Guichen
GUICHEN
The Breizh Brothers
Sollicités, depuis la séparation d’un certain groupe de «Jeunes» désormais mythique, par Jacques PELLEN comme par Alan STIVELL, Fred et Jean-Charles GUICHEN ont su aussi prendre le temps de composer et d’enregistrer en solo et de se retrouver finalement pour former le GUICHEN QUARTET, auteur en 2002 de Mémoire vive, album forcément... mémorable. Toujours prompts à faire tournoyer et à faire se déchirer les danseurs de festoù-noz, les GUICHEN savent comment rendre une musique «vivante», la revitaliser sans jamais lui faire perdre ses racines. Ils récidivent avec un nouveau CD, simplement intitulé Frères. Le «QUARTET» n’est plus nécessaire (même si c’en est toujours un) ; restent les GUICHEN, «still alive»...
Entretien avec Fred et Jean-Charles GUICHEN
Le 20 octobre 2004 sort votre nouvel album Frères ; est-il un nouveau tournant, puisqu’un batteur, Antonin VOLSON, remplace le percussionniste David HOPKINS ?
Fred GUICHEN : Bien sûr, chaque CD est un tournant, une histoire nouvelle, même si je considère chacun comme une suite du précédent, il l’est toujours avec des images différentes.
Jean-Charles GUICHEN : On compose en fonction de telle ou telle histoire, de telle tranche de vie, de choses vécues en commun qu’on raconte. Par exemple, Breizh Polonia, c’est parce que nous avons fait deux tournées en Pologne, dont la dernière en juin-juillet 2004 pendant trois semaines. De plus, chaque épisode de cette «histoire» doit être à la bonne place dans l’album.

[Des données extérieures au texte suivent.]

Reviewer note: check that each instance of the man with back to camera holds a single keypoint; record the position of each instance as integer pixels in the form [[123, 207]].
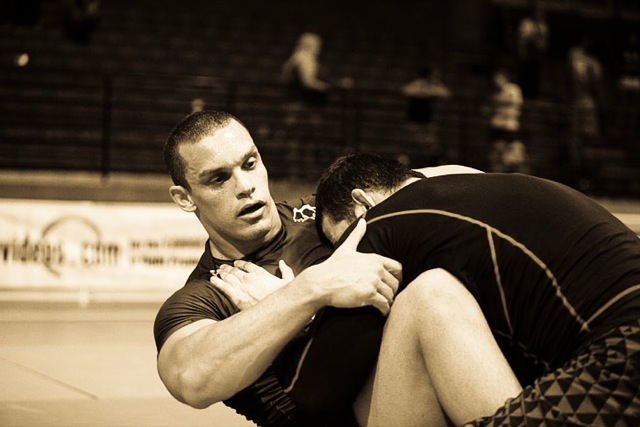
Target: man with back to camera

Ce CD représente surtout deux ans de travail. C’est un aboutissement, et aussi un nouveau tournant avec la rencontre d’Antonin, qui apporte une nouvelle énergie jazz-rock.

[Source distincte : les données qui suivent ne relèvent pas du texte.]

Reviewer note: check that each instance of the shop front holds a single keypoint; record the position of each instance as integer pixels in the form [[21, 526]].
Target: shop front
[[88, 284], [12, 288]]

Quelles sont les influences d’autres musiques sur la vôtre ?
FG : Les musiques bretonnes avec des oreilles ouvertes. C’est un peu comme la pochette, plein de couleurs.
J-CG : Herbie HANCOCK, SANTANA, les POGUES, les Frères MORVAN... La musique bretonne est toujours présente. Son influence est très forte. Odivi (de l’album précédent), c’est rock, mais c’est breton.
FG : On est «rockers» dans l’âme, mais on est aussi romantiques. Mais on est surtout Bretons.
Comment parvenez-vous à concilier vos envies de concerts et votre musique pour danser qui continue à avoir une bonne place dans vos compositions ?
FG : L’intention de jeu est la même, que ce soit ou non une musique à danser. On a un désir de morceau qui vient en nous et on écrit.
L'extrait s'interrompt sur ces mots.